Business

Balance transfers gain new footing

It’s holiday-shopping hangover season, and balance-transfer credit card offers are back — in a big way. But consumers may be newly wary of all credit cards in the wake of a spectacular security breach at Target that compromised the data of as many as 110 million shoppers.

Nevertheless, experts say, balance transfers can rescue consumers who loaded up their credit cards with $37 billion of debt in the fourth quarter, according to an estimate from credit-card website CardHub.com.

Consumers typically pay down debt in January, and the average American with a credit card carries a $6,700 balance. Balance-transfer cards, used wisely, can be a useful tool to reduce debt, experts said.

Common before 2009, these offers faded in the Great Recession as lenders pulled back. Now, balance-transfer offers are at a post-recession high, said Odysseas Papadimitriou, CEO of CardHub.com

“If you have credit-card debt, this is the best time to take advantage of balance-transfer offers,” said Papadimitriou.

As for those nagging security worries, the battles between retailers and banks that have delayed anti-hacking technology such as EMV chips — already standard-issue in Europe — continue.

“The technology we need is not happening any time soon,” said Al Pascual, Senior Analyst of Security Risk and Fraud at Javelin Strategy & Research. “Your best bet is to be your own advocate.”

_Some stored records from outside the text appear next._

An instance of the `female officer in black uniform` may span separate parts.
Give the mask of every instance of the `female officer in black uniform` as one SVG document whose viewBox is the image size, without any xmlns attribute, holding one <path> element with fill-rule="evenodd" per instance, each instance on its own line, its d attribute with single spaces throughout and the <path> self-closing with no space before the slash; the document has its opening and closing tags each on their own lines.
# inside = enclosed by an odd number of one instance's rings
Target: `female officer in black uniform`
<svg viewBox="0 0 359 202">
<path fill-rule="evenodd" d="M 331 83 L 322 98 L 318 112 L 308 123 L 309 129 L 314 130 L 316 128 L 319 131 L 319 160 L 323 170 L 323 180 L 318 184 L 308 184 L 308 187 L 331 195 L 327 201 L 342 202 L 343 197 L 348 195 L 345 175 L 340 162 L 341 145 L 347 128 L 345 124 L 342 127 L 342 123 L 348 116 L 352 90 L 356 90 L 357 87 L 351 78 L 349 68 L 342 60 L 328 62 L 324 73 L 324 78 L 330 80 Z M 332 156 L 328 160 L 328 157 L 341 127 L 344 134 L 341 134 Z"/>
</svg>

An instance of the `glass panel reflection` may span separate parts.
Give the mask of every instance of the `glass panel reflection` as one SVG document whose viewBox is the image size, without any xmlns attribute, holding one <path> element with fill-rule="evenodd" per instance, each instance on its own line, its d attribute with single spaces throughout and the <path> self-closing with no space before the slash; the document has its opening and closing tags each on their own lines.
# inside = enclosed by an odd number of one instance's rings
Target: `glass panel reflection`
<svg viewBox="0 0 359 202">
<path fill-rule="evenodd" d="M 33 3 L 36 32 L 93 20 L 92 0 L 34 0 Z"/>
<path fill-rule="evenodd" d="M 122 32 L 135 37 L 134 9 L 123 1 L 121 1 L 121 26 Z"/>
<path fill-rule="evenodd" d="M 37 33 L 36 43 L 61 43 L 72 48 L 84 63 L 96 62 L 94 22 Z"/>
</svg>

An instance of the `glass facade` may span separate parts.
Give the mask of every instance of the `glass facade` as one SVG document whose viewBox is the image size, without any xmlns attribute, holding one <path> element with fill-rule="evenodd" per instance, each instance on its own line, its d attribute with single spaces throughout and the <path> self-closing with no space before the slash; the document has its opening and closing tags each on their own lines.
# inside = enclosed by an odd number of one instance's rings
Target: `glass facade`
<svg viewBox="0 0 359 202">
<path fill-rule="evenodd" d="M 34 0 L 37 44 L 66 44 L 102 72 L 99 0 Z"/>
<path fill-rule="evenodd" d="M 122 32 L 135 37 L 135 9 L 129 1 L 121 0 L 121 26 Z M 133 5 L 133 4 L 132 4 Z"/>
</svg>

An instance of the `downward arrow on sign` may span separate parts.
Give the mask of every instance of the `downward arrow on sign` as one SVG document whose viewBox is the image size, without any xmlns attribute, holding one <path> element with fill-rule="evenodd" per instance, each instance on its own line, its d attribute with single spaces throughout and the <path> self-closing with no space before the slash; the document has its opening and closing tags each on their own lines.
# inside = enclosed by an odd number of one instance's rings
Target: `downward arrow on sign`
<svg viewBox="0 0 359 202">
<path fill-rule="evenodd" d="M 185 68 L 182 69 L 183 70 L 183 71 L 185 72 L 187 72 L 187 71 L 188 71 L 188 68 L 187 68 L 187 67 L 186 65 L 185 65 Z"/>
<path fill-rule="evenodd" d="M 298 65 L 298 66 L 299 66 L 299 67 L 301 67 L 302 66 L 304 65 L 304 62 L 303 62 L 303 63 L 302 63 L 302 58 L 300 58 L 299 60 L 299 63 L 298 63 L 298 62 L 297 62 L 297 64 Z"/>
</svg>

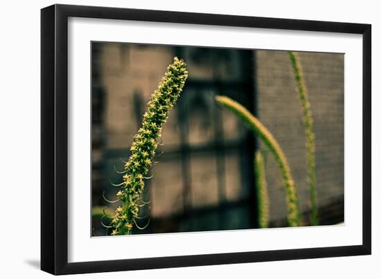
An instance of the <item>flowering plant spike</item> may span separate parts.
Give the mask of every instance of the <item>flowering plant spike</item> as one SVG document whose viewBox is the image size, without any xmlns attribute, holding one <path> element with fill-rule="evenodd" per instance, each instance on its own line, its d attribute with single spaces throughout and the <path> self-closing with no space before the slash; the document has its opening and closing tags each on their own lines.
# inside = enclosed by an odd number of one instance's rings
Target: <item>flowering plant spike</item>
<svg viewBox="0 0 381 279">
<path fill-rule="evenodd" d="M 260 151 L 255 154 L 254 171 L 256 175 L 256 186 L 258 196 L 258 219 L 260 228 L 269 227 L 269 194 L 266 182 L 266 173 L 265 171 L 265 162 Z"/>
<path fill-rule="evenodd" d="M 266 144 L 275 157 L 281 169 L 286 192 L 287 206 L 287 222 L 290 227 L 297 227 L 300 224 L 298 209 L 298 198 L 295 182 L 292 179 L 291 169 L 286 157 L 279 144 L 267 128 L 246 108 L 240 104 L 226 96 L 216 96 L 215 100 L 221 105 L 229 108 L 245 122 L 250 129 Z"/>
<path fill-rule="evenodd" d="M 294 70 L 295 82 L 299 93 L 299 99 L 303 108 L 304 117 L 304 131 L 305 134 L 305 146 L 307 148 L 307 161 L 308 164 L 308 180 L 310 184 L 310 198 L 311 200 L 311 224 L 313 226 L 319 225 L 317 216 L 317 202 L 316 191 L 315 174 L 315 143 L 314 134 L 312 131 L 312 115 L 310 105 L 308 102 L 308 94 L 304 79 L 303 78 L 300 59 L 296 52 L 289 52 L 290 60 Z"/>
<path fill-rule="evenodd" d="M 105 226 L 112 230 L 112 235 L 130 234 L 134 226 L 142 229 L 136 224 L 136 219 L 139 218 L 139 208 L 146 204 L 141 199 L 144 180 L 148 178 L 145 175 L 152 164 L 157 140 L 161 135 L 161 126 L 176 104 L 187 77 L 185 62 L 175 57 L 158 88 L 151 95 L 141 127 L 134 137 L 130 158 L 125 162 L 124 171 L 118 172 L 123 174 L 123 182 L 113 184 L 120 187 L 116 193 L 118 199 L 114 202 L 121 202 L 121 205 L 116 208 L 114 215 L 110 216 L 110 224 Z"/>
</svg>

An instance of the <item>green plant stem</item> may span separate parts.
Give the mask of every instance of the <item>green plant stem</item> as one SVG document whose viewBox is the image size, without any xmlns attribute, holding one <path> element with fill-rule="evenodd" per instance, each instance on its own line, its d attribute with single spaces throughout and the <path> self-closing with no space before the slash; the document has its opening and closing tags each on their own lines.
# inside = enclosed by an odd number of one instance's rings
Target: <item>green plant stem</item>
<svg viewBox="0 0 381 279">
<path fill-rule="evenodd" d="M 215 99 L 219 104 L 231 110 L 244 121 L 274 155 L 281 169 L 286 190 L 288 225 L 290 227 L 299 226 L 299 215 L 295 184 L 292 179 L 290 166 L 281 146 L 266 127 L 243 106 L 226 96 L 216 96 Z"/>
<path fill-rule="evenodd" d="M 269 227 L 269 195 L 266 183 L 265 164 L 260 151 L 256 152 L 254 166 L 258 203 L 259 227 L 267 228 Z"/>
<path fill-rule="evenodd" d="M 312 131 L 312 115 L 308 102 L 308 94 L 304 79 L 303 78 L 301 66 L 298 55 L 289 52 L 290 59 L 295 76 L 295 81 L 299 90 L 301 104 L 303 108 L 304 120 L 304 131 L 305 134 L 305 146 L 307 148 L 308 175 L 310 184 L 310 198 L 311 200 L 311 224 L 313 226 L 319 225 L 317 216 L 317 202 L 316 191 L 315 173 L 315 144 L 314 135 Z"/>
<path fill-rule="evenodd" d="M 187 77 L 185 62 L 175 57 L 158 88 L 151 95 L 141 128 L 134 137 L 130 158 L 125 162 L 124 171 L 119 173 L 124 174 L 123 182 L 114 184 L 119 187 L 119 191 L 116 193 L 118 199 L 112 202 L 120 201 L 122 204 L 116 208 L 110 226 L 105 226 L 112 229 L 113 235 L 130 234 L 134 226 L 142 229 L 138 226 L 136 219 L 139 217 L 139 209 L 147 204 L 141 199 L 144 180 L 148 179 L 145 175 L 152 164 L 157 140 L 161 136 L 161 126 L 176 104 Z"/>
</svg>

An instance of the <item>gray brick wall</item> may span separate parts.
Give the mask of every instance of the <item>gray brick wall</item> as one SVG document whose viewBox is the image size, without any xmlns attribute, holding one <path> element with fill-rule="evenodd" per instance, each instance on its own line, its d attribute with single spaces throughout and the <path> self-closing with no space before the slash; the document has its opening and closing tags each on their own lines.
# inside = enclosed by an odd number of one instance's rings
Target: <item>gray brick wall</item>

With that in mind, here are some tips that can enable you to get the most out of a balance transfer:

• Look beyond the introductory rate. Papadimitriou said balance-transfer cards have three cost components: the introductory interest rate, the regular interest rate after the introductory period ends, and the balance transfer fee, usually around 3 percent.

•  Make a budget and calculate how long it will take to pay down your debt.

•  Use online credit card calculators to compare offers.

•  Don’t use the temporarily low interest rate as an excuse to rack up more debt.